Starsiak Hawk also looked back on the success of the show, which followed her and mom Karen E. Laine's Indianapolis-based home renovation business, Two Chicks and a Hammer, from the early days through Laine's retirement in 2019. "I think for us, it really was because we had so many characters. You could relate to at least one of us," the HGTV personality said of the show, which also featured her brother Tad. "You could relate to at least my mom, or me, or my brother Tad, because you were like a young 20-something-year-old trying to figure s- out, breaking stuff."

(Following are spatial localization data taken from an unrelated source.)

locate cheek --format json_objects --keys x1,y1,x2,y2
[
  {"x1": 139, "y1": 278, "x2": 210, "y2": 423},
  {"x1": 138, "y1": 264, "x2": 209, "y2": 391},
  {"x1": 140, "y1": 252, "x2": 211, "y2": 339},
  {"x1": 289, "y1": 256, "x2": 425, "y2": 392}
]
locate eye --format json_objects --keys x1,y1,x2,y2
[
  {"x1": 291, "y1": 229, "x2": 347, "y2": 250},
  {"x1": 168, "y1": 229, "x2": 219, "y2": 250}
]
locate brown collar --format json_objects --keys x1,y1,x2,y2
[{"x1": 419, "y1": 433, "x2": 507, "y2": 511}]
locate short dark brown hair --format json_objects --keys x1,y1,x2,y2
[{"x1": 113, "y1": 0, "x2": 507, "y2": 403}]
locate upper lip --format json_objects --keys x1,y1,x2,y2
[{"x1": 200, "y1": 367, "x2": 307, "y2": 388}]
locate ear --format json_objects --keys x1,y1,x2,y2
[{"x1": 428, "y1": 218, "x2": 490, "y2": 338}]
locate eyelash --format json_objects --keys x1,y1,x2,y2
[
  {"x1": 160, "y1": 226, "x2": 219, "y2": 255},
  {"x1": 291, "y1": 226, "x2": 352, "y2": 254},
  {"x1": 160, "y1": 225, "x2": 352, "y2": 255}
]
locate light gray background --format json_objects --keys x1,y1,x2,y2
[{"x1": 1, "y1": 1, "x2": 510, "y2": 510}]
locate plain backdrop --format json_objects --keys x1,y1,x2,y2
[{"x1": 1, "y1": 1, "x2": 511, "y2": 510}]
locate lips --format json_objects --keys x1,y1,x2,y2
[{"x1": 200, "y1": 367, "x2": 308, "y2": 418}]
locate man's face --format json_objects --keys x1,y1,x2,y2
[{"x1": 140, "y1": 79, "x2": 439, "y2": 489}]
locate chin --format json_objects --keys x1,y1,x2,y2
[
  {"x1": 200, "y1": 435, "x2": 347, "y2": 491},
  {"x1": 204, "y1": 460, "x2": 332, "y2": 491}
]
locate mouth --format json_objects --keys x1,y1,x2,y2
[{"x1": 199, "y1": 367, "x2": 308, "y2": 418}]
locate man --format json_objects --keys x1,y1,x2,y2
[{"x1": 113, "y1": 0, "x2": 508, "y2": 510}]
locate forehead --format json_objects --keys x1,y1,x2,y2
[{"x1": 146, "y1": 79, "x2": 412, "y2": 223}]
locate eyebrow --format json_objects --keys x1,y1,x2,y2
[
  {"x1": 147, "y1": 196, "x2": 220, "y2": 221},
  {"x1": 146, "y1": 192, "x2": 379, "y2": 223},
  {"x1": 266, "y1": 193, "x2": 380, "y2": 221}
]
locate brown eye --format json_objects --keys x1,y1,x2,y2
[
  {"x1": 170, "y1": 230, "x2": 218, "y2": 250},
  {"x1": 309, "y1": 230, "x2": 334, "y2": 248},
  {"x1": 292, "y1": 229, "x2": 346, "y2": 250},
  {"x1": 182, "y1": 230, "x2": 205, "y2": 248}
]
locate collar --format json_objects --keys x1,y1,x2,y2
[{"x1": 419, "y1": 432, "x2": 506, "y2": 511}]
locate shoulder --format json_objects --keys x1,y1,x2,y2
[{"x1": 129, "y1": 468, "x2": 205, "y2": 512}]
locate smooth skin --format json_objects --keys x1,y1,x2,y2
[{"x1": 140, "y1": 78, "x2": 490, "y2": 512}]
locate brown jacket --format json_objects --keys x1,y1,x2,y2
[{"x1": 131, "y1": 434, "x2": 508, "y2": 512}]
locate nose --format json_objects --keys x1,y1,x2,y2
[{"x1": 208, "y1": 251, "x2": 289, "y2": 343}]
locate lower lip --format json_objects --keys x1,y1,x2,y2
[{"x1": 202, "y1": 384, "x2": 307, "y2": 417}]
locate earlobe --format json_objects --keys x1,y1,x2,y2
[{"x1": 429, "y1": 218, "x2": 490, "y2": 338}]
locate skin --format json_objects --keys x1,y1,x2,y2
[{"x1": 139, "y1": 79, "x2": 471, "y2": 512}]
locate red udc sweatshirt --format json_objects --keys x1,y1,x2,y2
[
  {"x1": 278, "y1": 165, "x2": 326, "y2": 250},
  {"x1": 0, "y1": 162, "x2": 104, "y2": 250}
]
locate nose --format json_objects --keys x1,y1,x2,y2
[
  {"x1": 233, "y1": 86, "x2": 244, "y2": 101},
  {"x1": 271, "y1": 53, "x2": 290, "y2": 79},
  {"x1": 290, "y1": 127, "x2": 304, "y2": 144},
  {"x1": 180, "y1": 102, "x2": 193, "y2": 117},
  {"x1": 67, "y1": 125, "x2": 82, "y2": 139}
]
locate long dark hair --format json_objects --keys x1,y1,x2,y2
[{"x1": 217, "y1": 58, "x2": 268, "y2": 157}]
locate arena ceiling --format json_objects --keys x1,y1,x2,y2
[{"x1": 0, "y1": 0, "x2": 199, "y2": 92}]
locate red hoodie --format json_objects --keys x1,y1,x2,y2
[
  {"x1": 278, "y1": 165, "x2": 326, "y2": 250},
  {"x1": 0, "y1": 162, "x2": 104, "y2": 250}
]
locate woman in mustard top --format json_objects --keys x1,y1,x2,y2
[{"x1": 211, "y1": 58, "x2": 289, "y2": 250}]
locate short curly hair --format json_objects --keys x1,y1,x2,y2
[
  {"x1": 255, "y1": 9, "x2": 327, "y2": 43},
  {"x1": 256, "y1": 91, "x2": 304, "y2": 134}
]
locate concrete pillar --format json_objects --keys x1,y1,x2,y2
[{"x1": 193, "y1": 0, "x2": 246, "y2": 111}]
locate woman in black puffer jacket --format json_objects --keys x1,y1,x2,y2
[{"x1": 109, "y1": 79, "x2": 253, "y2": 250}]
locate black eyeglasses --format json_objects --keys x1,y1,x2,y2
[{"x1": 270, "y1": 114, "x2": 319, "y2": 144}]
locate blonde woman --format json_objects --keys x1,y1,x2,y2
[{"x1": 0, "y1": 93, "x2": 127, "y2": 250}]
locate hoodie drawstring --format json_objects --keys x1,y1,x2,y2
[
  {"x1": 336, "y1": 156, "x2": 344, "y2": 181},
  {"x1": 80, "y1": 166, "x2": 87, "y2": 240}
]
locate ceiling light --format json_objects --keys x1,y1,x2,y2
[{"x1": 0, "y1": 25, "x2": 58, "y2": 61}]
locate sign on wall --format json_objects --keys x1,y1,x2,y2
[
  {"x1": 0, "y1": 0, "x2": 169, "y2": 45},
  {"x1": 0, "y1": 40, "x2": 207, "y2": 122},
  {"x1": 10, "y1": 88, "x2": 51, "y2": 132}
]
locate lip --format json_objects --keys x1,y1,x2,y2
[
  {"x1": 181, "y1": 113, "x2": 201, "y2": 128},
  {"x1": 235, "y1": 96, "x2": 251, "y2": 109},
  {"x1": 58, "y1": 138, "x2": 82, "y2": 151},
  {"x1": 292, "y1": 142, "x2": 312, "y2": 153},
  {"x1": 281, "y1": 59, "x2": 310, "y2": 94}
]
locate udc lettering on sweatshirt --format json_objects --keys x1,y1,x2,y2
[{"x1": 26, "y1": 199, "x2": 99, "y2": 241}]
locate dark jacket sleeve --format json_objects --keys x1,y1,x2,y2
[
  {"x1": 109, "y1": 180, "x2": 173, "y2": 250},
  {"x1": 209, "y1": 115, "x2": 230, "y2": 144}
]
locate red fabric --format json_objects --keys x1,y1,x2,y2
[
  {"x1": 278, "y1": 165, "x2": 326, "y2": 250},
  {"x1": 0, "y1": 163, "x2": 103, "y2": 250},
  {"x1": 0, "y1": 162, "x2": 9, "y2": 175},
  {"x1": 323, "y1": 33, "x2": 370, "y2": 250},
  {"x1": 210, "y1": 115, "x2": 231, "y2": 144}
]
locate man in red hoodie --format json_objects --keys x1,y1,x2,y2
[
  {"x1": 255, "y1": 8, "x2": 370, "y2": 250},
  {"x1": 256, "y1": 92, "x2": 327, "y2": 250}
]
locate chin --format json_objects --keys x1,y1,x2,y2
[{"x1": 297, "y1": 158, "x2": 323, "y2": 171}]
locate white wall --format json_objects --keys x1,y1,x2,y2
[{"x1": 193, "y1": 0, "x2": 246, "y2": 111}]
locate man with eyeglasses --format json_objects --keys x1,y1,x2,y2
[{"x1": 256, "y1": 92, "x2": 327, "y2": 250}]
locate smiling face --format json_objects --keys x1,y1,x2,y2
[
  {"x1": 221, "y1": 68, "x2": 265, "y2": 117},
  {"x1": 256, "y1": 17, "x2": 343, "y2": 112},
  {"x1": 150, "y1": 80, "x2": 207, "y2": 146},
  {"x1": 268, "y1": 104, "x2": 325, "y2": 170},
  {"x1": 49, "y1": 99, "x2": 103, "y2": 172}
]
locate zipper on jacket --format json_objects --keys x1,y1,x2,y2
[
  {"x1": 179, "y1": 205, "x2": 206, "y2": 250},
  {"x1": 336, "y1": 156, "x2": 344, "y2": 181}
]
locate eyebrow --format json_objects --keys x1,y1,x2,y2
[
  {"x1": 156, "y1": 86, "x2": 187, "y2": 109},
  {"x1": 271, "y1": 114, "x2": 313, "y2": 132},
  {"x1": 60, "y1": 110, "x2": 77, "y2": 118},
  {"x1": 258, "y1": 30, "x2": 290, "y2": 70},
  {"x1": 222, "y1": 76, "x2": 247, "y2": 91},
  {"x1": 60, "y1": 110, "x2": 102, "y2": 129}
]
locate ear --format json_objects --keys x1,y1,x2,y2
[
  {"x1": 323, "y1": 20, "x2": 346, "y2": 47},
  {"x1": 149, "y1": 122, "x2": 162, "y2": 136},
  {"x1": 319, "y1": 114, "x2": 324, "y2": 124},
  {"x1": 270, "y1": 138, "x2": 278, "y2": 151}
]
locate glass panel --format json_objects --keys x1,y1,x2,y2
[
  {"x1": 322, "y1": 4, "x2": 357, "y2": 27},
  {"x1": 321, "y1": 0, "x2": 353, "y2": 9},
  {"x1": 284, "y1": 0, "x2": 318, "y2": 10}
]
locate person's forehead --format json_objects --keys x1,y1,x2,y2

Starsiak Hawk has been open about how family tensions contributed to the end of Good Bones, saying on her podcast, "I think it's been really weird or unpleasant for a lot of people when the show ended the way it ended and kind of that curtain was pulled back a little bit, like 'Oh, her and her mom don't have a perfect relationship like it looks like on the show.' And then you get people going back and saying, 'You know what? I could actually see that. I could see them being irritated with each other.'"

The Indiana native noted that finances contributed to the end of the relationship, as they "weren't making sense" for her business. "There was also this thing happening in the background, because I was the only one that owned the company, where no one else gave a s-," she said. "They were all just there having fun, which was lovely, and it was just too much to keep going."